Earlier this year, I got an opportunity to work on an existing cloud provisioning automation effort that wasn’t going as well as leadership had hoped for. This was puzzling, as there is no shortage of scripting, APIs, and 3rd party tools available for automated cloud provisioning. Public cloud providers go out of their way in helping (for obvious reasons) corporations ramp up to their cloud offerings in an automated way. The platform teams that were tasked with this effort were also reasonably smart, motivated, and the goals they were shooting for felt reasonable and well thought out.
In around nine months, the teams are back on track, and have delivered an impressive 10x increase in automation compared to previous 24 months.

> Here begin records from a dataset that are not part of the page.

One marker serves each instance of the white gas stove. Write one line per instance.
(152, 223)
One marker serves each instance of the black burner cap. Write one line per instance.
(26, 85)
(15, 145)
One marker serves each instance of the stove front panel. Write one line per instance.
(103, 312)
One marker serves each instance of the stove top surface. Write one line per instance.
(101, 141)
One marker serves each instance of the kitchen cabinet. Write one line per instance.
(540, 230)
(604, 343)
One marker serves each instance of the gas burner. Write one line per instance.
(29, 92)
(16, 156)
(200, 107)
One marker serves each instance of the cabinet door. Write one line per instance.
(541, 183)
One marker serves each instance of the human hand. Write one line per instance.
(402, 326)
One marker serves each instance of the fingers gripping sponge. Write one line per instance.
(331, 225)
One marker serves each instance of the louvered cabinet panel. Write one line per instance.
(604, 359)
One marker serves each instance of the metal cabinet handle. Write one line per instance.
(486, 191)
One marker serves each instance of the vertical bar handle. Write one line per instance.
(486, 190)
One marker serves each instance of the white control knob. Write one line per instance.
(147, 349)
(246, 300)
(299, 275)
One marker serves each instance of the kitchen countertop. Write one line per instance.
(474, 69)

There were no technology and or tooling changes, and along the way the teams also regrettably lost ~15% of the personnel.
Chesterton’s fence is the principle that reforms should not be made until the reasoning behind the existing state of affairs is understood.

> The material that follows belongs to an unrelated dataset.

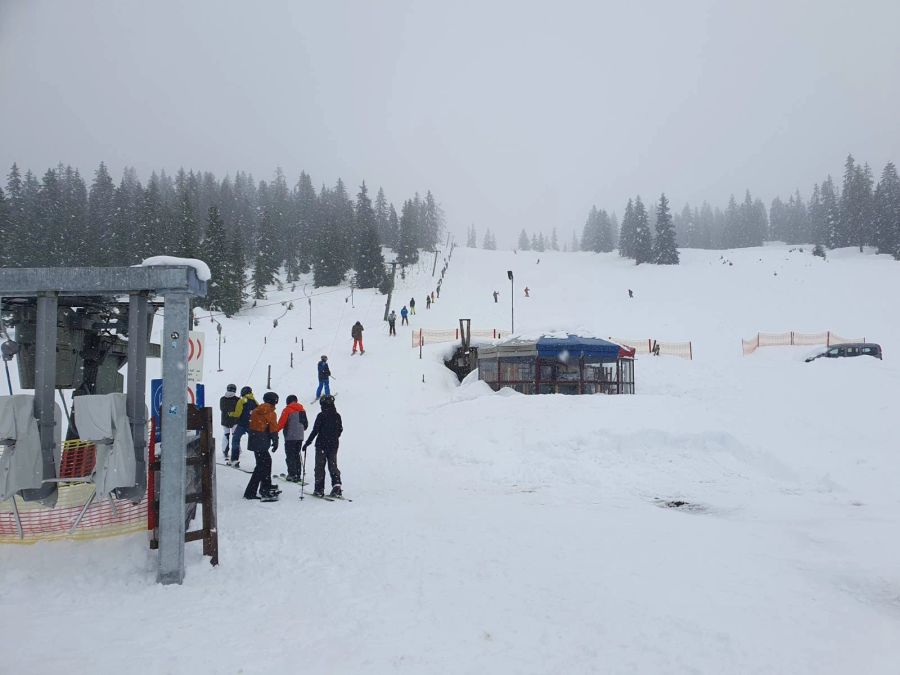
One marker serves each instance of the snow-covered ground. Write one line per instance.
(494, 532)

In what ways did this metaphorical fence materialize for the automation teams?
- Assuming what users want
- Assuming existing tool set reuse
- Assuming that they could do it alone
Assuming what users want
The teams informed me that they were overly concerned about the lag and under resourcing in tooling and design changes required on the user experience for the new automation. This was attributed to be one of the biggest potential blockers for adopting the new automation.
We set up recorded video sessions for the development teams to understand the day to day work of what users were doing and how they did it. This built rapport and increased understanding of what the real problems were, unearthed unknown bottlenecks, and the project became more real.

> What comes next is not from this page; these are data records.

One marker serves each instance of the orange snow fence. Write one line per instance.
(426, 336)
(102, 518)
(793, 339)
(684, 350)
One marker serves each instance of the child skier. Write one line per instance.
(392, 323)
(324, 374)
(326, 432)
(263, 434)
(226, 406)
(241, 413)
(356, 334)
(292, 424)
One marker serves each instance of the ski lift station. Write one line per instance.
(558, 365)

Also, the apparent blockers on the lack of user experience tooling did not exist!
Assuming tool set reuse
The development teams designed their automation to orchestrate and reuse the existing tool sets their users used in their daily workflows.
Big mistake! The teams discounted just how much of the existing tool sets were dumb in the sense that they relied on human smarts to be used correctly and reliably. For example, this hid away a lot of missing complex business logic of capacity planning, and self healing that needed to be built up in the automation. As teams started to realize this shortcoming, they became more demanding of the existing tool set authors to enhance their offerings, thus making the new automation robust and reliable.
Assuming that they could do it alone
An extension to the previous assumption, troubleshooting and migrating an existing human driven process is surprisingly complex. No amount of documentation, ticket logs, post incident reviews can capture the richness and intricacy of the remediation process that humans perform to solve complex problems.
The teams started to partner up with existing expert operations teams on trouble shooting issues. This led to even better understanding of the edges of the existing process, and effective replacement designs in the automation for them.